These juicy pork chops are pan-seared and simmered in a sweet-savory apple mustard sauce with onions, herbs, and a touch of spice. A cozy, elegant meal perfect for both weeknights and special occasions.
Author:Mari
Prep Time:10 minutes
Cook Time:25 minutes
Total Time:35 minutes
Yield:2–3 servings 1x
Category:Main Course
Method:Pan-Searing
Cuisine:American
Diet:Halal
Ingredients
Scale
For the Pork Chops:
2–3 bone-in or boneless pork chops (about 1-inch thick)
2 tbsp olive oil or butter
1 tsp garlic powder
1 tsp smoked paprika
½ tsp ground cinnamon (optional)
Salt & black pepper, to taste
For the Apple Sauce:
2 apples, thinly sliced (Granny Smith or Honeycrisp)
1 small onion, thinly sliced
2 tbsp Dijon or whole grain mustard
1 tbsp brown sugar or honey
½ cup chicken broth (or apple cider)
1 tbsp apple cider vinegar
1 tsp fresh thyme or rosemary, chopped
Instructions
Pat pork chops dry with paper towels. Rub with garlic powder, paprika, cinnamon (if using), salt, and pepper.
Heat olive oil in a skillet over medium-high heat. Sear pork chops for 4–5 minutes per side until golden brown. Remove from pan and set aside.
In the same skillet, add sliced onion and apples. Sauté for 3–4 minutes until slightly softened.
Stir in mustard, brown sugar (or honey), chicken broth (or apple cider), and apple cider vinegar. Bring to a simmer.

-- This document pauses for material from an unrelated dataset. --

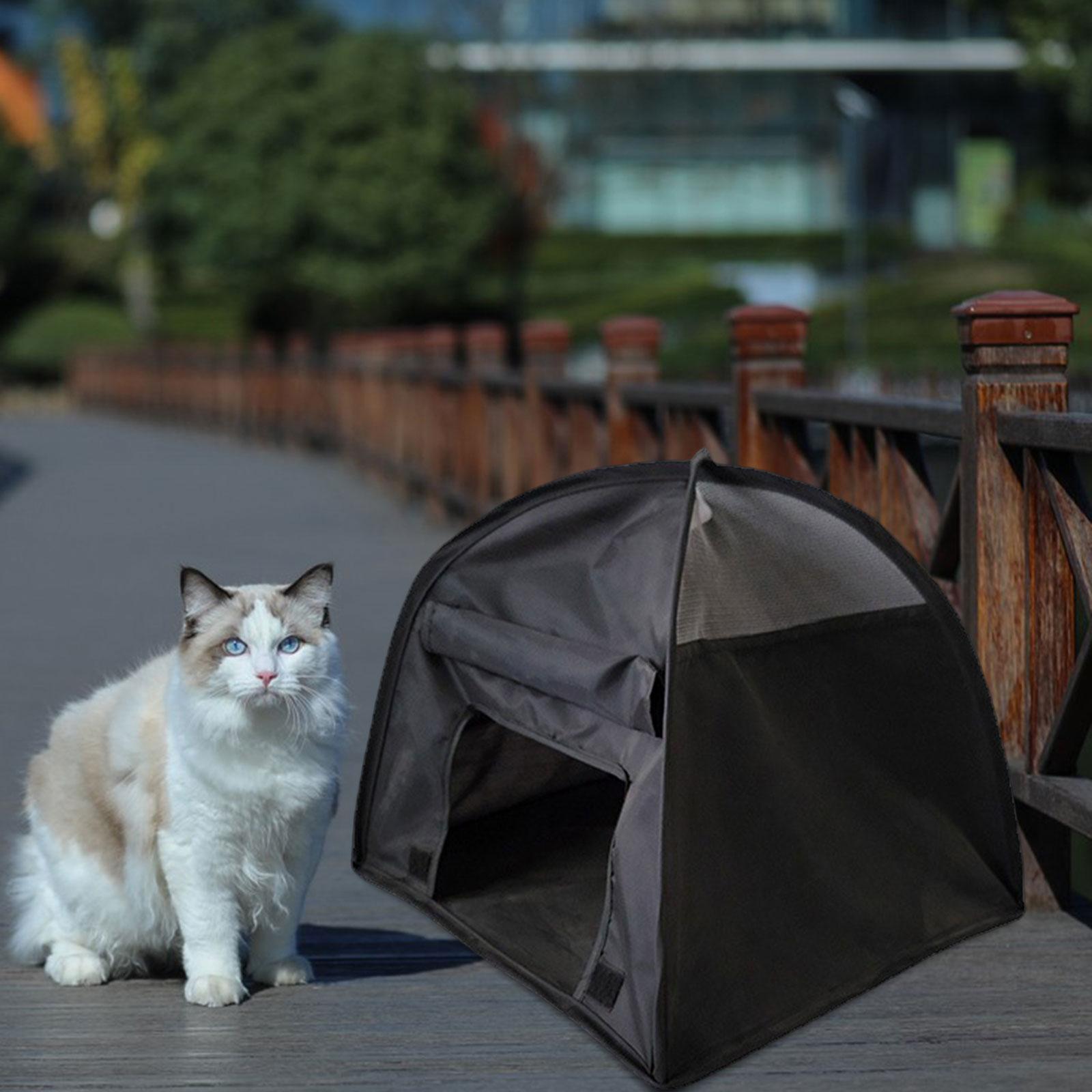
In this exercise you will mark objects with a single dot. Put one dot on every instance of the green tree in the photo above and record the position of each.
(328, 177)
(1059, 38)
(18, 188)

Return pork chops to the skillet. Spoon sauce over the top and simmer for another 5–6 minutes, or until pork is cooked through and sauce is slightly thickened.
Sprinkle with fresh thyme or rosemary and serve hot, topped with the apple-onion sauce.
Notes
Use pears instead of apples for a seasonal variation.
Add a splash of white wine to deglaze the pan for extra flavor.
Great served with mashed potatoes, wild rice, or roasted root vegetables.
Bone-in chops offer more flavor, while boneless are quicker to cook.